Surely it’s no surprise to anyone that Republicans keep nominating judges and justices who embrace originalism when reading the Constitution and textualism when reading statutes. Those judicial philosophies are most likely to deliver the results that conservatives favor: a narrow reading of federal statutes and congressional powers, a deep skepticism of the Warren court and its landmark decisions, and a philosophical aversion to novelty in basic governance and constitutional rights. Originalists and textualists insist that their philosophies aren’t results-oriented, a point somewhat undermined by the intense backlash that adherents receive when they deliver nonconservative rulings.

In his Fox News appearance this weekend, Breyer pushed back against the partisanship claims by citing a recent decision that defied those expectations. He cited Justice Neil Gorsuch’s vote in Bostock v. Clayton County, where Gorsuch wrote for a 6–3 majority to hold that Title VII of the Civil Rights Act of 1964 protected gay and transgender workers from discrimination. Gorsuch’s textualist ruling was denounced by some of his conservative colleagues on the court as textualism flying under a pirate flag. And beyond the high court, many conservative legal activists responded with outrage at Gorsuch’s perceived betrayal. While Breyer’s example shows how the court as a whole can defy expectations, the response to it shows that those expectations exist for a reason.

If anything, the greatest long-term threat to the Supreme Court’s reputation and public image is the confirmation process itself, which currently serves as kabuki theater for the would-be justices and a bare-knuckled partisan brawl for everyone else. Its original purpose—to ensure qualified nominees reach the Supreme Court—is being subsumed by the nation’s political infrastructures and turned into a membership-to-bench pipeline for ideologues. I’ve previously argued that we should fix this problem by tying each seat to a federal circuit court of appeals, randomizing the process for selecting future justices from those lower courts, and setting 18-year terms for the justices to ensure regular turnover.

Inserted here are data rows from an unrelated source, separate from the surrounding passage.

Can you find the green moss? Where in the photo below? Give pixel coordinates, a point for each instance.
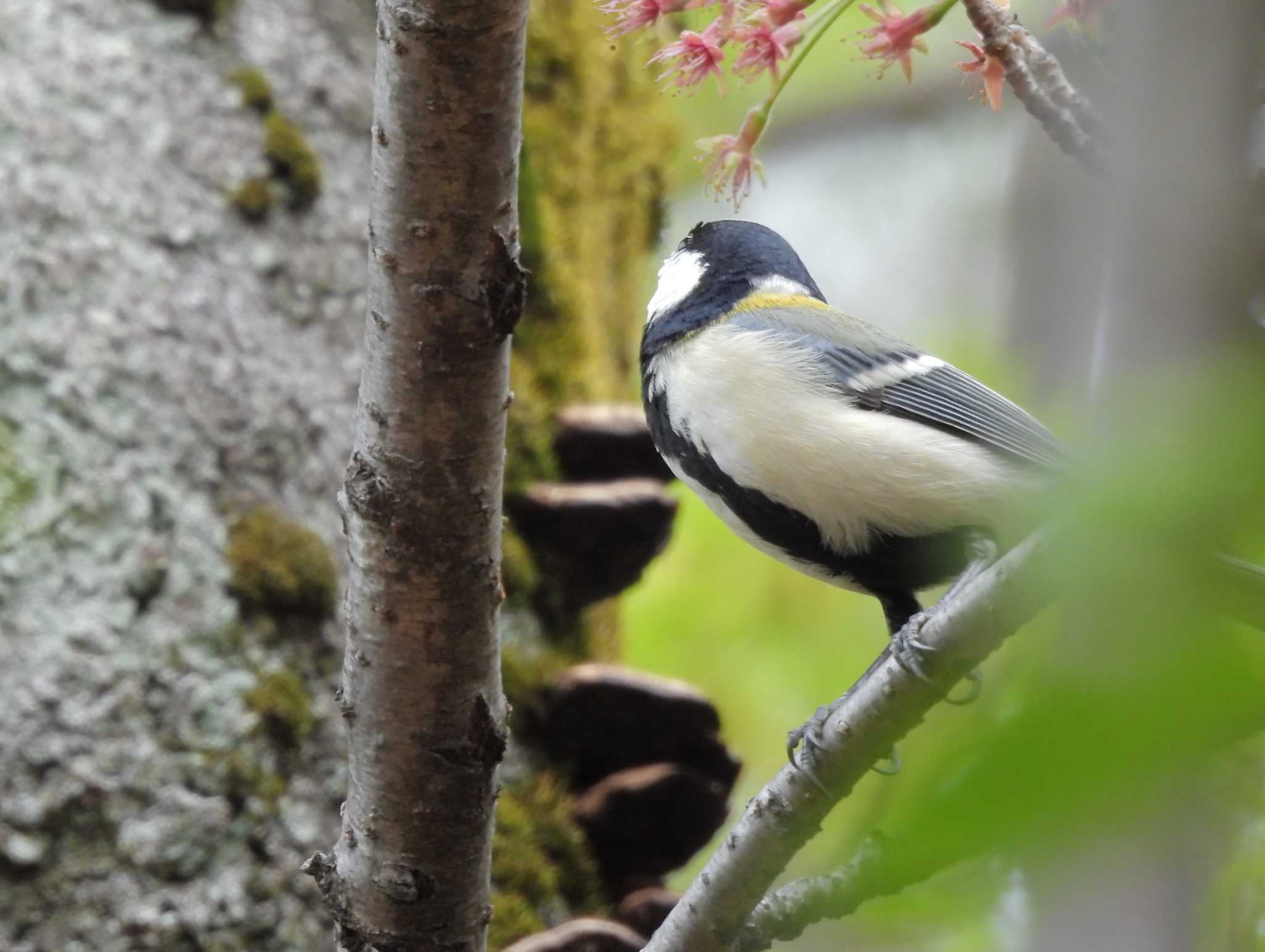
(284, 706)
(17, 490)
(591, 183)
(292, 157)
(513, 918)
(524, 679)
(254, 86)
(243, 778)
(280, 568)
(538, 851)
(253, 199)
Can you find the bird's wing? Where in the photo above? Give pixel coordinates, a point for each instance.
(888, 376)
(929, 391)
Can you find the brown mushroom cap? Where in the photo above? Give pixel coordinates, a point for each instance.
(647, 821)
(603, 719)
(645, 909)
(596, 538)
(600, 441)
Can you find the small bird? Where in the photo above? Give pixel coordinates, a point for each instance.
(833, 446)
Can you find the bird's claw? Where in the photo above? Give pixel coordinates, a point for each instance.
(810, 735)
(909, 650)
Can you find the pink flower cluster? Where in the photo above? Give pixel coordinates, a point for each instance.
(766, 32)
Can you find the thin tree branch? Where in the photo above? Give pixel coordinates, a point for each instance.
(876, 712)
(784, 913)
(1040, 84)
(422, 503)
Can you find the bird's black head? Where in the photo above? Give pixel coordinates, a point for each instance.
(717, 266)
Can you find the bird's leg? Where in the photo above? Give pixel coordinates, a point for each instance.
(905, 620)
(909, 650)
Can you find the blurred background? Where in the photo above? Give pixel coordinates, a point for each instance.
(181, 305)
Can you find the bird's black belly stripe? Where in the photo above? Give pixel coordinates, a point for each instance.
(891, 563)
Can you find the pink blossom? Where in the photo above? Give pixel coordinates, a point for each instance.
(782, 12)
(730, 164)
(894, 36)
(986, 67)
(696, 56)
(763, 47)
(1087, 13)
(638, 14)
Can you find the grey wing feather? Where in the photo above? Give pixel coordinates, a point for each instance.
(860, 361)
(951, 399)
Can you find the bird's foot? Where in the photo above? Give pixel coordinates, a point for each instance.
(911, 653)
(810, 733)
(909, 650)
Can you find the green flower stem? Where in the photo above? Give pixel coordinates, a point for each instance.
(825, 18)
(938, 12)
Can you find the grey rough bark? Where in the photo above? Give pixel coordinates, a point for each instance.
(422, 504)
(164, 364)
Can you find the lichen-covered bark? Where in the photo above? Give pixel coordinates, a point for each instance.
(422, 503)
(177, 390)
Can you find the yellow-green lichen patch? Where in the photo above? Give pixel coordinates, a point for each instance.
(277, 567)
(292, 159)
(254, 88)
(253, 199)
(242, 778)
(284, 706)
(538, 851)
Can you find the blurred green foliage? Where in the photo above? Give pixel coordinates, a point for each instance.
(1122, 707)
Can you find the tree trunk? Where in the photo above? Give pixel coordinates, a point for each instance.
(422, 505)
(179, 365)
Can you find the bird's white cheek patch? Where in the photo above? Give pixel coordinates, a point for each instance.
(679, 275)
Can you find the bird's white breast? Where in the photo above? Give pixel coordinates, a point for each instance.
(771, 417)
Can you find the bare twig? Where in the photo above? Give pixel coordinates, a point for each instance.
(1040, 84)
(784, 913)
(876, 712)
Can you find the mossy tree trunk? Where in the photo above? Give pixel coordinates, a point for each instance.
(179, 381)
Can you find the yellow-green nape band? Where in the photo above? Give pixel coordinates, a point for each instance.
(759, 300)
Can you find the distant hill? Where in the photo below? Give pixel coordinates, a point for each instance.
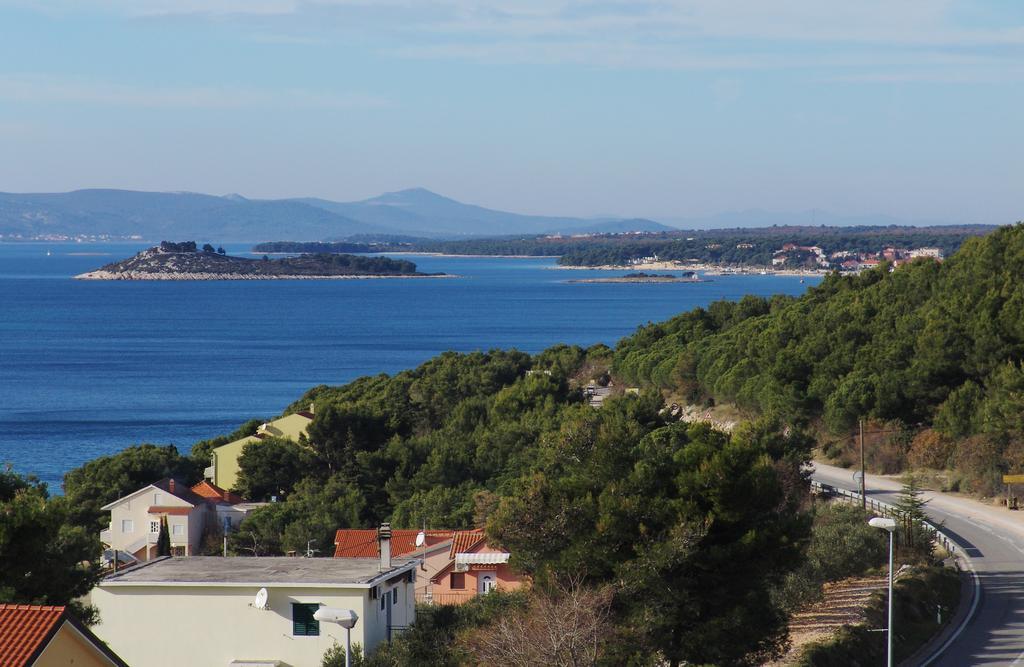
(812, 217)
(421, 212)
(418, 212)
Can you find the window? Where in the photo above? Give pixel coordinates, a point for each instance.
(303, 623)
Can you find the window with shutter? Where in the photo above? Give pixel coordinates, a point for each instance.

I didn’t exactly expect Barrett and Breyer to endorse my plan outright, of course. But I was struck by their coyness in discussing the confirmation process at all. Barrett told audience members in Louisville that the confirmation process itself concerned her but did not discuss its flaws at length or offer ways to fix it. And when Wallace asked Breyer for his take on the process, he demurred and replied that it was “like asking for the recipe for chicken à la king from the point of view of the chicken.” But that snarky distaste did not lead to any recommendations to improve it. “That’s the political environment,” he explained. “Now you may disapprove of it, I may disapprove of it, and if enough people in the public want it to change or be modified one way or the other, it will be.”

The problem, of course, is that the people in power don’t want it to be changed. Democrats and Republicans alike benefit too much from the arms race surrounding judicial nominations to reach a détente of any kind. And the people with the most firsthand experience with the process—and the keenest understanding of its flaws—are declining to comment on it at all. If the justices can’t offer solutions or suggestions to address this problem, then they can’t blame the public for seeing them as part of it—especially when some of them are giving speeches next to senators who made it their life’s work to make it worse.